Your brain is still pruning out the shit you had at birth during your teenage years, changing to an adult brain. I would consider adult brains more reliable than teenage brains due to the unstable nature of such pruning.


----------



## 626Stitch (Oct 22, 2010)

I think as people age they develop a worldview that either challenges themselves or it doesnt. So some adults have a self justifying worldview which protects their own egos while others are more open and realise other people have a lot to offer.


----------



## Doc Dangerstein (Mar 8, 2013)

... can anyone provide me with a convincing rational argument that intelligence, ethics and knowledge increases with age? There is a world of a difference between a curious sixteen year old who reads philosophy, is aware of what is happening in the world and partakes in discussion, tinkers with science and maintains an active mind and body and forty year old who sits on the porch drinking beer wishing that he still had the metabolism to have sex and the physique to start a bar fight. The question is not whether you're an intellectual, idealist or work in a trade. The question is of allowing yourself to vegetate, of allowing yourself to become a miser, a bigot, a dreadful bore regardless if you're fifteen or seventy. If wisdom is truly a function of age than I really can't see it. 

The argument from experience falls apart considering that a person may be well versed and experienced in one area and not another. And if wisdom is to be gained from experience, a drunk who sits on his front stoop all afternoon is only seen as wise by those who aspire to be like the drunk in question. The only thing this world view maintains is the distribution of power, wealth and opportunity and a relationship of dominance and submission. Not my cup of tea at sixteen, and certainly not my cup of tea at thirty five. Maybe I'm more of an idealist now than before or perhaps it's coming to my awareness as my teenage years were surprisingly peaceful and rather pleasant.

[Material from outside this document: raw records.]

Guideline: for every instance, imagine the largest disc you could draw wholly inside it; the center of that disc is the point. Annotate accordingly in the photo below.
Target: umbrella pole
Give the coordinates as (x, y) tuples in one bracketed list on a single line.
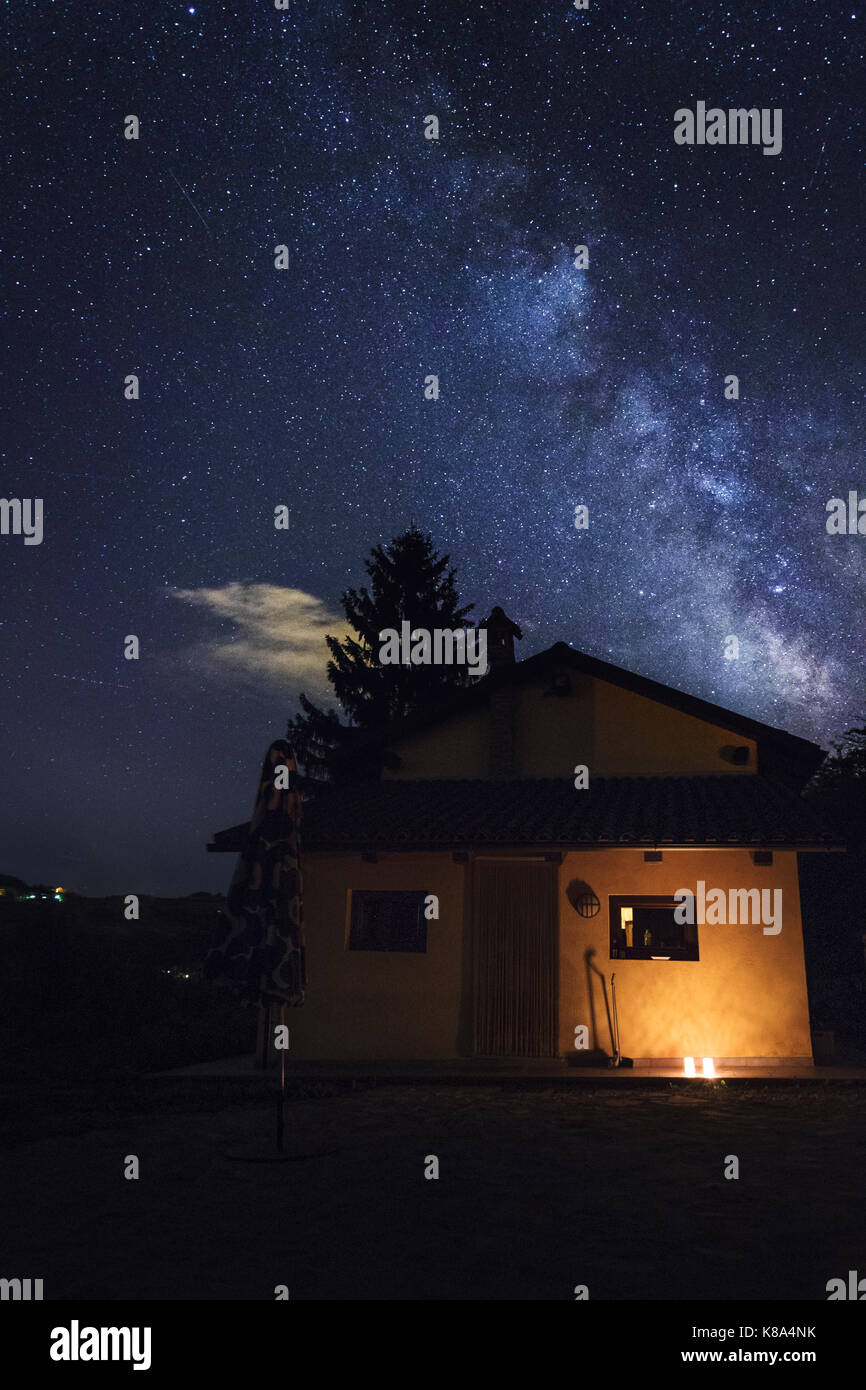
[(281, 1096)]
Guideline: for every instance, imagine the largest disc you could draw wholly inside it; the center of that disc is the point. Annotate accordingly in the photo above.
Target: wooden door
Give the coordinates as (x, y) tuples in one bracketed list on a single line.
[(515, 958)]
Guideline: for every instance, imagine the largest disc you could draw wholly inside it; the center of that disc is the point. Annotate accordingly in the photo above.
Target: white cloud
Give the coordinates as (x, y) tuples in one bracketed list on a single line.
[(277, 637)]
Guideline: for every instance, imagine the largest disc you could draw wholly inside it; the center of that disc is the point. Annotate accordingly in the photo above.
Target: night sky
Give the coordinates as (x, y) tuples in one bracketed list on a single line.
[(305, 387)]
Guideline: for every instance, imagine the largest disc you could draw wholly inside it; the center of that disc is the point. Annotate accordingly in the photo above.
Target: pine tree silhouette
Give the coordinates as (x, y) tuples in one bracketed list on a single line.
[(409, 581)]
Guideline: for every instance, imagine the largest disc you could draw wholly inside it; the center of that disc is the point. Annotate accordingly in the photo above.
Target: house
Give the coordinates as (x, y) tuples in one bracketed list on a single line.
[(558, 822)]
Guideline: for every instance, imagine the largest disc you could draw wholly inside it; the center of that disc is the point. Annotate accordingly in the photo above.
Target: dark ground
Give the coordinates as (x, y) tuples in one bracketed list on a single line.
[(540, 1190)]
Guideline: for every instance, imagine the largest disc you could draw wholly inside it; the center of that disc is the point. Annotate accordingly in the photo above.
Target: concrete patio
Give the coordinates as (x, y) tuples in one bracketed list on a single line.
[(489, 1070)]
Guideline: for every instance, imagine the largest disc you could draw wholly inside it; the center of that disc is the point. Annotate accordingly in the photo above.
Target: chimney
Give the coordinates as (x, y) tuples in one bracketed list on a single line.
[(501, 634)]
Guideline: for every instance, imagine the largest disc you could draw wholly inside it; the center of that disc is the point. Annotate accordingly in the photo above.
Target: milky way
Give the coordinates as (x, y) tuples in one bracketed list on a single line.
[(407, 257)]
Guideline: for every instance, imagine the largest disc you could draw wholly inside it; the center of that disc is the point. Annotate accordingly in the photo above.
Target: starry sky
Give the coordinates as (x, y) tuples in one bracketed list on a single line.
[(303, 388)]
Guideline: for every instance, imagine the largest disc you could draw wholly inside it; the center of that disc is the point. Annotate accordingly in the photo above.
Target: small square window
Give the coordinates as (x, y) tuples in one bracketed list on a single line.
[(388, 922), (645, 929)]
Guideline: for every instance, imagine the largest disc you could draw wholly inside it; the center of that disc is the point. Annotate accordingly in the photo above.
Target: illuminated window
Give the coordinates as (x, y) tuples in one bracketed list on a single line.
[(388, 922), (645, 929)]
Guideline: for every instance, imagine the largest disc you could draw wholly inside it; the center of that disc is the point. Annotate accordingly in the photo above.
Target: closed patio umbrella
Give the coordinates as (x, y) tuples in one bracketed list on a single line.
[(260, 947)]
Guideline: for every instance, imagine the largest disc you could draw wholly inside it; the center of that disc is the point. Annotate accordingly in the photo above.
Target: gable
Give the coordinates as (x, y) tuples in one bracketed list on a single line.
[(613, 730)]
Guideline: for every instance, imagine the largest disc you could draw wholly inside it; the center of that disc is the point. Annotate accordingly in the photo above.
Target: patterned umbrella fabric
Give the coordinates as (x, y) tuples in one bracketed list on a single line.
[(260, 948)]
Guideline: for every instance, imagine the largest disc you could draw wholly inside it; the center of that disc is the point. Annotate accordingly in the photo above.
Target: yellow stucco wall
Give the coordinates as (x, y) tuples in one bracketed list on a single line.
[(745, 995), (376, 1004), (613, 731)]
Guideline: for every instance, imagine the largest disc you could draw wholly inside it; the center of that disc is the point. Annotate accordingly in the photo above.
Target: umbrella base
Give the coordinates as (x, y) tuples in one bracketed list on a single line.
[(291, 1154)]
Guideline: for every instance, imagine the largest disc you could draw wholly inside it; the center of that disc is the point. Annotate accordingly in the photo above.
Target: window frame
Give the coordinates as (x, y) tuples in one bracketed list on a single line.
[(359, 895), (648, 900)]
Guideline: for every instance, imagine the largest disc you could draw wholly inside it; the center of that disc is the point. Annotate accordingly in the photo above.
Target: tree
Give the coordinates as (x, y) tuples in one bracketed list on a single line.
[(409, 581), (833, 891), (838, 787)]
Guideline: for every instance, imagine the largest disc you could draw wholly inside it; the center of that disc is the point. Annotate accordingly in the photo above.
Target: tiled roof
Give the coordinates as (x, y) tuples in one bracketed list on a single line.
[(652, 812)]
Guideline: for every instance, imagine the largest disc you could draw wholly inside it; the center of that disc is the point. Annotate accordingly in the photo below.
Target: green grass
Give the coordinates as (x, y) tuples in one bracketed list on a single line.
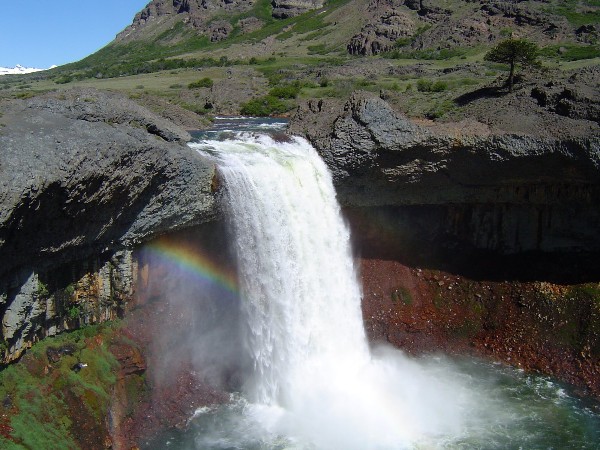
[(569, 10), (201, 83), (36, 390)]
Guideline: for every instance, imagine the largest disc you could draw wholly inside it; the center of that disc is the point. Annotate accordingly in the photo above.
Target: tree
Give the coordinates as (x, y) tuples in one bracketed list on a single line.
[(512, 52)]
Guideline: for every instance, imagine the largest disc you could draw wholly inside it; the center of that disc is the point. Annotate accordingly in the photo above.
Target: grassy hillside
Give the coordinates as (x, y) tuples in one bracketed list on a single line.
[(434, 56)]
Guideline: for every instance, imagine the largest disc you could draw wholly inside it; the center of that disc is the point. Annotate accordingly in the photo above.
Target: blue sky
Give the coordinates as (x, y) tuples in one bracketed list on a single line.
[(39, 33)]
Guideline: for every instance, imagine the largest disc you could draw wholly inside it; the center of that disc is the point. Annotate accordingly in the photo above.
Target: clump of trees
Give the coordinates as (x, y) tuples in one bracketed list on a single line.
[(513, 52), (203, 82)]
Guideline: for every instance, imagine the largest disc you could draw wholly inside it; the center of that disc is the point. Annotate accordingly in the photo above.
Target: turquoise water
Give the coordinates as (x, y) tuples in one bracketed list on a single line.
[(316, 384), (524, 411)]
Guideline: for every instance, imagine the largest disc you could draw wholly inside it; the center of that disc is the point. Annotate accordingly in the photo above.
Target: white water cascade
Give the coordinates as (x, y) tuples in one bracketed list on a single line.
[(316, 384)]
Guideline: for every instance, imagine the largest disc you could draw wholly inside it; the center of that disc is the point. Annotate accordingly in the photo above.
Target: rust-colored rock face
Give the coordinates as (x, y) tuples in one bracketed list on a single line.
[(544, 327)]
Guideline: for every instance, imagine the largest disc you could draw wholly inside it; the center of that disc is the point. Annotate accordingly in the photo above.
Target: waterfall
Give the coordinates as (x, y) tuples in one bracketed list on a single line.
[(315, 381), (299, 289)]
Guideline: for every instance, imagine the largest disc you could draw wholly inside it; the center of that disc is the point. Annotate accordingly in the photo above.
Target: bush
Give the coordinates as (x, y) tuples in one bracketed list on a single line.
[(204, 82), (73, 312), (424, 85)]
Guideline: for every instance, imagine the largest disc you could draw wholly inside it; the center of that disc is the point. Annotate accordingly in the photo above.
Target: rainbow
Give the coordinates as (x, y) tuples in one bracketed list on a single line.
[(193, 262)]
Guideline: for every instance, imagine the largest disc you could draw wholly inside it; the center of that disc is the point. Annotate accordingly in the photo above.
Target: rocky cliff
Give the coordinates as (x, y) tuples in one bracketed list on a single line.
[(501, 192), (208, 17), (85, 176)]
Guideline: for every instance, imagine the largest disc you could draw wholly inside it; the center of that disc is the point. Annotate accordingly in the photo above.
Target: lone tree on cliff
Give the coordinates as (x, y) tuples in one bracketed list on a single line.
[(512, 52)]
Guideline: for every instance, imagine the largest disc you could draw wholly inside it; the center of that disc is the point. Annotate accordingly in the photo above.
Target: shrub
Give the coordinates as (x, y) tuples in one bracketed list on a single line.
[(73, 312), (204, 82)]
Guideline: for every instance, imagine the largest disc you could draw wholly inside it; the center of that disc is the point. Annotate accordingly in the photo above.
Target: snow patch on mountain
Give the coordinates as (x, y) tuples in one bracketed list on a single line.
[(19, 69)]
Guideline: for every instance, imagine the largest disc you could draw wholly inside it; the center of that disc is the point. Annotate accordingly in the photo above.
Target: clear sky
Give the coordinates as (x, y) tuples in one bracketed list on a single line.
[(40, 33)]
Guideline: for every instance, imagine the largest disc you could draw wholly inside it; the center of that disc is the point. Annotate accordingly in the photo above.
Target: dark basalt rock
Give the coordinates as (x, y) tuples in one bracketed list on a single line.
[(90, 171), (85, 177), (502, 192)]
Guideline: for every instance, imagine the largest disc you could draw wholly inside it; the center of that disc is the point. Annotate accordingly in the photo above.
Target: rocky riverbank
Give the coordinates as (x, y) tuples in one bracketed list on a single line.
[(470, 239)]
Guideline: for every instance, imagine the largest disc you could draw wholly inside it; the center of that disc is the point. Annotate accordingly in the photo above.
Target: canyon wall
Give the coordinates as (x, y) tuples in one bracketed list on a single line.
[(498, 192), (86, 176), (468, 240)]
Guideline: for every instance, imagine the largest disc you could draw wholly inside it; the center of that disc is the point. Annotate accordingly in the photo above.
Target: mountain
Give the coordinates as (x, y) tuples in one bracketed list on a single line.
[(19, 69)]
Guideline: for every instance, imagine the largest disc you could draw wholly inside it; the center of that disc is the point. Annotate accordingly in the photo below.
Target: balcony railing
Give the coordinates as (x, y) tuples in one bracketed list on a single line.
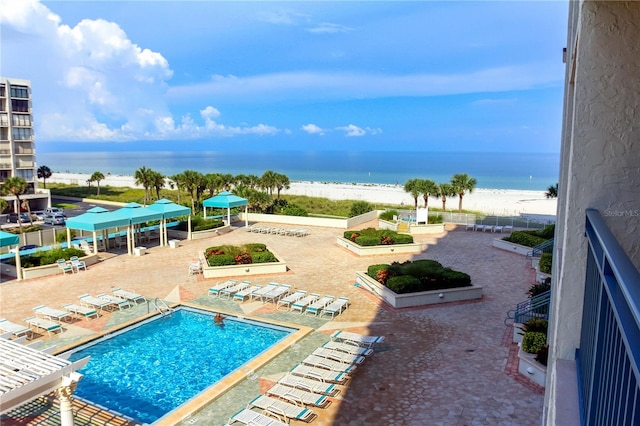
[(609, 354)]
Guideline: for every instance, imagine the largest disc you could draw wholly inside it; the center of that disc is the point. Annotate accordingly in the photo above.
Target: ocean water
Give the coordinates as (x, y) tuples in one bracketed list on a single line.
[(528, 171)]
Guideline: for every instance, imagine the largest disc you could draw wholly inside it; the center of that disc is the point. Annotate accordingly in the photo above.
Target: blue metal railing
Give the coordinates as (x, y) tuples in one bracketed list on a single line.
[(609, 354)]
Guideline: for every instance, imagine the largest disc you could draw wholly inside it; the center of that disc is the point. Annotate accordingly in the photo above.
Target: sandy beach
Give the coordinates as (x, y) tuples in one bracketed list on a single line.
[(502, 202)]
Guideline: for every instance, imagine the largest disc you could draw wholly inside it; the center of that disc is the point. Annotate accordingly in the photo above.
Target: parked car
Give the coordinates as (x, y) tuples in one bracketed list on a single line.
[(13, 218), (54, 210), (54, 219)]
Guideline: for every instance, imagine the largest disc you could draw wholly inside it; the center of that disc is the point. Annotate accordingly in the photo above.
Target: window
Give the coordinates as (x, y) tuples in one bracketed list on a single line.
[(19, 92)]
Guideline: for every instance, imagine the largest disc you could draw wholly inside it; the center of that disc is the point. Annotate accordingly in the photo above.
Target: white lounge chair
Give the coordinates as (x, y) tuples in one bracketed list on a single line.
[(253, 418), (338, 356), (336, 307), (80, 310), (276, 293), (320, 374), (291, 298), (316, 306), (129, 295), (51, 313), (359, 339), (230, 291), (281, 408), (264, 290), (216, 289), (329, 364), (301, 304), (298, 396), (310, 385), (16, 330), (45, 325), (118, 302), (246, 293), (95, 302), (349, 348)]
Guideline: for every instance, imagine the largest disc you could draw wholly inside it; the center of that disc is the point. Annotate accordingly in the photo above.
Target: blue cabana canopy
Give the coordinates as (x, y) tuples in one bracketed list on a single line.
[(8, 239)]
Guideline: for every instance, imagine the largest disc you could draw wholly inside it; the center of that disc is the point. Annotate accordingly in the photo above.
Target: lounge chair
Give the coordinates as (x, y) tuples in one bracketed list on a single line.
[(264, 290), (45, 325), (316, 306), (277, 293), (291, 298), (77, 264), (329, 364), (298, 396), (216, 289), (230, 291), (349, 348), (243, 294), (95, 302), (338, 356), (355, 338), (64, 266), (118, 302), (336, 307), (51, 313), (253, 418), (310, 385), (281, 408), (129, 295), (16, 330), (80, 310), (320, 374), (301, 304)]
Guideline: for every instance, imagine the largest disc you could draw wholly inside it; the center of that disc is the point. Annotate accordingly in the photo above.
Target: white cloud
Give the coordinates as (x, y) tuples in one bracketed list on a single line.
[(312, 129)]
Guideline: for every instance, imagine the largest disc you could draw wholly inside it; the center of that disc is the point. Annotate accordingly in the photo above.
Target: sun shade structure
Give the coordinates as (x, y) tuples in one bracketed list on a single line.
[(94, 220), (28, 374), (169, 210), (135, 214), (6, 240), (226, 200)]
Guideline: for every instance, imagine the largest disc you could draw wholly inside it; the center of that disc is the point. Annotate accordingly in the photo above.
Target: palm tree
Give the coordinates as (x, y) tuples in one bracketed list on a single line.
[(44, 173), (462, 183), (97, 177), (143, 177), (426, 187), (412, 186), (15, 186), (268, 181), (443, 191), (282, 182)]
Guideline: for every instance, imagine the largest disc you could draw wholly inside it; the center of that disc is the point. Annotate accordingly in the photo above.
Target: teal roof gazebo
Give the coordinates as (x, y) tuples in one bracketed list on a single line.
[(227, 200)]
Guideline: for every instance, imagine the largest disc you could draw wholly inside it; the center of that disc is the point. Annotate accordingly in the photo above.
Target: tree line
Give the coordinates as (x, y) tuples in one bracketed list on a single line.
[(458, 186)]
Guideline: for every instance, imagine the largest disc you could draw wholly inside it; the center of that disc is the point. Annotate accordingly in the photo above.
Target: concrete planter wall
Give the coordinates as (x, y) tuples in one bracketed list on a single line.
[(514, 248), (417, 299), (382, 249), (45, 270)]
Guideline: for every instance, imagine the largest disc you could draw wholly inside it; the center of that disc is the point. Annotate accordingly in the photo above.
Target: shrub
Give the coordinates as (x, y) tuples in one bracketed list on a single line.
[(404, 284), (360, 207), (524, 239), (545, 263), (533, 341)]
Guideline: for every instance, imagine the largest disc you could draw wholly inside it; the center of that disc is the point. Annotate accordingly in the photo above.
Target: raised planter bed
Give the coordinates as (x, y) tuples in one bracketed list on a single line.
[(382, 249), (420, 298)]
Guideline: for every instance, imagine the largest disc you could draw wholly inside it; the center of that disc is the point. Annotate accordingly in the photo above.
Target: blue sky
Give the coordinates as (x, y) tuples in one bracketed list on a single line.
[(382, 75)]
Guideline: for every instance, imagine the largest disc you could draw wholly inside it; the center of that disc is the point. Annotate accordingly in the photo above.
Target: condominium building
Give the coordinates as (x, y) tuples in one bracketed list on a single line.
[(17, 145)]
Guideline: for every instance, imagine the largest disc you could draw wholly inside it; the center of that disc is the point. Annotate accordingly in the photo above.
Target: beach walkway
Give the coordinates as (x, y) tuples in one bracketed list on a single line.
[(445, 365)]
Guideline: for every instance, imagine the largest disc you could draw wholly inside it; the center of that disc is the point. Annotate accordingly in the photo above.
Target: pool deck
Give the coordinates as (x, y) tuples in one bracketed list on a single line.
[(442, 365)]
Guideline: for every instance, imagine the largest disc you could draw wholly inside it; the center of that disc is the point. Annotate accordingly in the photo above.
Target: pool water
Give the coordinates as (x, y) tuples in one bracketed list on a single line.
[(147, 371)]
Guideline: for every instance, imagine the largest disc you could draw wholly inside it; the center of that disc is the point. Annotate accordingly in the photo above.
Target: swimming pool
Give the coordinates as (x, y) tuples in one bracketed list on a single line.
[(148, 370)]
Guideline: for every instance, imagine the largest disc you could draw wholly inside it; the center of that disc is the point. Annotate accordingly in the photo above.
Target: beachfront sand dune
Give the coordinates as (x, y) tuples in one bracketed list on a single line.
[(504, 202)]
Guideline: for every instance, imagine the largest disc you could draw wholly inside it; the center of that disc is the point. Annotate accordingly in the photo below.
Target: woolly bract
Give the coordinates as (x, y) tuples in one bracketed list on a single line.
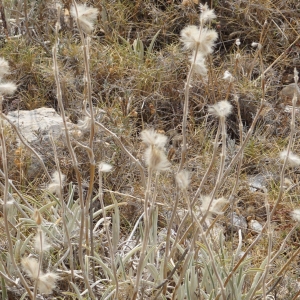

Or maybe I've grown more confident and proficient in the English language to speak my thoughts. 

The reverse is also true as there are amazing seniors and teenagers who are contenders for douchebag of the year award. Considering one is in perfect health, an adult may have the advantage of hormonal stability and therefore be less susceptible to mood changes.


----------



## XZ9 (Nov 16, 2013)

Adults often say they're older and experienced. What is it that I can't learn by reading self-help books?


----------



## Bahburah (Jul 25, 2013)

I'd say teens for sure because they have less of a restrictive thought process are are more raw.

Teens also have Fluid Intelligence which is much more adaptable and ready to learn new things and look at things differently.

While adults have Crystallized Intelligence which is more concrete and is more likely to reflect on experience than look for new ways of doing something.


A great imagination is all you really need.


----------



## xBiophagex (Dec 23, 2011)

Antipode said:


> I don't see why one should give up idealistic viewpoints. Look at your average adult and tell me how many of them are even making changes? Tell me how many of them have "accepted" the reality of the world.


'Idealistic viewpoints' is just another term for 'belief without proof'.


----------



## Moss Icon (Mar 29, 2011)

Being "right" is a matter entirely dependant on the issue at hand. Not the people.


----------



## JustBob31459 (Apr 7, 2014)

Great_Thinker said:


> Adults often say they're older and experienced. What is it that I can't learn by reading self-help books?


The actual getting around to doing things and finding out that reading depends on what you already know in some sense, while doing you gain some genuine new experiences you can use in your ponderings?

I could elaborate greatly on this, but meh, just try


----------